By: El Santo in New Westminster
Enjoy El Santo’s classic prawn ceviche.
Ingredients:
Whole prawns, (400g)
Limes, (1)
Red onion, (1 Small)
Roma tomato, (1)
Jalapeño, (1)
Orange, (1)
Lemon, (1)
Bay leaf, (1)
Cilantro, (1 bunch)
Avocado, (1)
Shallot, (1)
Cloves of garlic, (2)
Salt and pepper
- Peel and devein the prawns, keeping the shells to make prawn salt.
- Peel the limes, lemon, and orange, and place the citrus skins on a baking sheet with the prawn shells. Set aside the citrus fruit for juicing.

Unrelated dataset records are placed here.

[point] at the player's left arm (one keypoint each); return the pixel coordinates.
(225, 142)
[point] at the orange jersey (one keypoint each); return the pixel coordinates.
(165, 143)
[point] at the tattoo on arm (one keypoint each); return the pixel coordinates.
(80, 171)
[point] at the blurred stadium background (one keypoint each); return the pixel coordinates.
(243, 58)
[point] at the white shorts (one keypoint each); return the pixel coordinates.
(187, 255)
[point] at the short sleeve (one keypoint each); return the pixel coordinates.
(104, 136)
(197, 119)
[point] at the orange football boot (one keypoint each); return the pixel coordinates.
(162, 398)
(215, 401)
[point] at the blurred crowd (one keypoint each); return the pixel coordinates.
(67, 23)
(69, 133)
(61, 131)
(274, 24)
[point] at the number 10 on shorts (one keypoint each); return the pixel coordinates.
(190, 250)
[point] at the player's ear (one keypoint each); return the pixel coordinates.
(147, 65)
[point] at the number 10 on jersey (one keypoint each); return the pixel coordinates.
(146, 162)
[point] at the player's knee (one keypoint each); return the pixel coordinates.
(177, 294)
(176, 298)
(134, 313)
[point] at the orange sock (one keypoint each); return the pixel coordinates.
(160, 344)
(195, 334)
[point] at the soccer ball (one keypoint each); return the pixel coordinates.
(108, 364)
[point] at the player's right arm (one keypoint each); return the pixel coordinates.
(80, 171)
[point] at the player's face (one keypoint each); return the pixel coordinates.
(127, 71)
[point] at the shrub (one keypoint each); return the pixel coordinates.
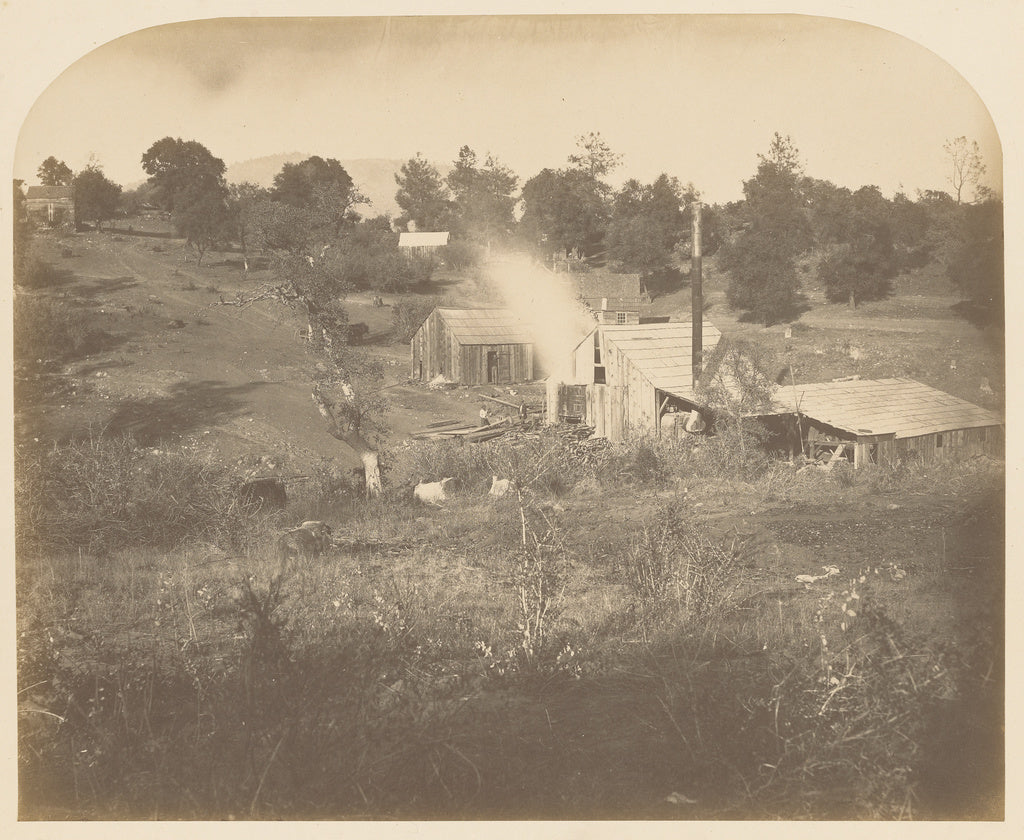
(47, 330)
(674, 560)
(105, 493)
(409, 313)
(460, 254)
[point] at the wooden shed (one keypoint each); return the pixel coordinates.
(634, 376)
(884, 420)
(473, 347)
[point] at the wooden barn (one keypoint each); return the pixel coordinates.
(631, 379)
(473, 347)
(50, 205)
(881, 421)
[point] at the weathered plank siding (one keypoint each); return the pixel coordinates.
(931, 449)
(436, 348)
(498, 364)
(431, 349)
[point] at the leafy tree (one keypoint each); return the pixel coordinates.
(862, 265)
(324, 189)
(180, 170)
(96, 198)
(483, 198)
(564, 209)
(966, 165)
(647, 222)
(594, 156)
(827, 206)
(202, 215)
(944, 228)
(52, 172)
(276, 226)
(133, 202)
(736, 382)
(23, 233)
(368, 257)
(761, 261)
(976, 264)
(423, 197)
(908, 221)
(408, 315)
(346, 385)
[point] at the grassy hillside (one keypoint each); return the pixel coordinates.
(672, 630)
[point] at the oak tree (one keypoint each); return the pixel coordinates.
(96, 198)
(52, 172)
(423, 197)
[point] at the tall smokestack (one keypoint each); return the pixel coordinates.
(696, 298)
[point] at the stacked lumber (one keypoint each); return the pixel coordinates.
(460, 429)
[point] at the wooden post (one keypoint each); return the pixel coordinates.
(696, 299)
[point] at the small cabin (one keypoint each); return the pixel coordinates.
(631, 379)
(882, 421)
(473, 347)
(50, 205)
(423, 242)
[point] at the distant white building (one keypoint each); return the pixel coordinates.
(421, 242)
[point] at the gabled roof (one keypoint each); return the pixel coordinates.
(662, 351)
(50, 193)
(899, 407)
(485, 327)
(610, 304)
(602, 284)
(423, 239)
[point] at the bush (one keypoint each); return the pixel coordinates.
(409, 313)
(675, 561)
(460, 255)
(105, 493)
(47, 330)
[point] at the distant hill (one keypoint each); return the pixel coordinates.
(374, 176)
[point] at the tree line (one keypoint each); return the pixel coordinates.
(855, 242)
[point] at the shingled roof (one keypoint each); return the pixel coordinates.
(663, 351)
(601, 284)
(899, 407)
(485, 327)
(49, 193)
(423, 239)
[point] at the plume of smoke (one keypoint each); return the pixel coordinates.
(547, 302)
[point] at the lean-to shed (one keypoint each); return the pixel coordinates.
(630, 376)
(883, 420)
(473, 347)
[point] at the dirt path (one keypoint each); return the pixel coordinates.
(182, 369)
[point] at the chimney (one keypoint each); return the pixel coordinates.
(696, 299)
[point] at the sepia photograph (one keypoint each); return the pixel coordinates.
(489, 416)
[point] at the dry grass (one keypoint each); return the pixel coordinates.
(435, 663)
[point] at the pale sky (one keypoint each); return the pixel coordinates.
(696, 96)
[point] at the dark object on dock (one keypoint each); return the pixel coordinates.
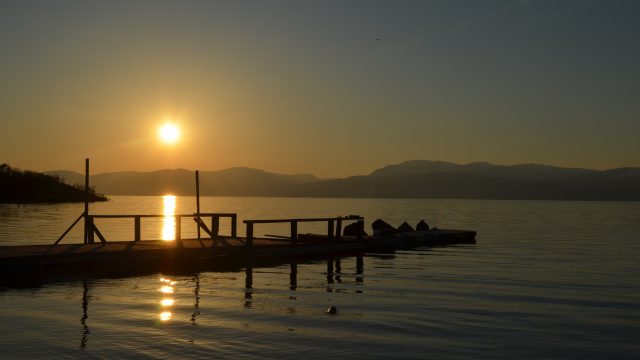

- Finely slice shallots and garlic and add those to the baking sheet along with bay leaf and the stems of the cilantro.
- Season heavily with salt and bake in the oven at 220 for 15 minutes. Once dried, blend in a food processor until it becomes a powder. Set aside, as this will be used to garnish the ceviche.
- For the ceviche, roughly chop the prawn into ¼ inch pieces, place in a mixing bowl. Juice the 4 limes and 1 lemon on top and mix with the prawns to begin curing.
- Once your prawns are curing, finely dice the onion, tomato, and jalapeño and add to the curing prawn. Let sit in the fridge for 20 minutes to finish curing.
- Chiffonade the cilantro and slice the avocado to top the ceviche.
- Once the prawns have cured, top with a tablespoon of prawn salt, cilantro, and avocado, and enjoy!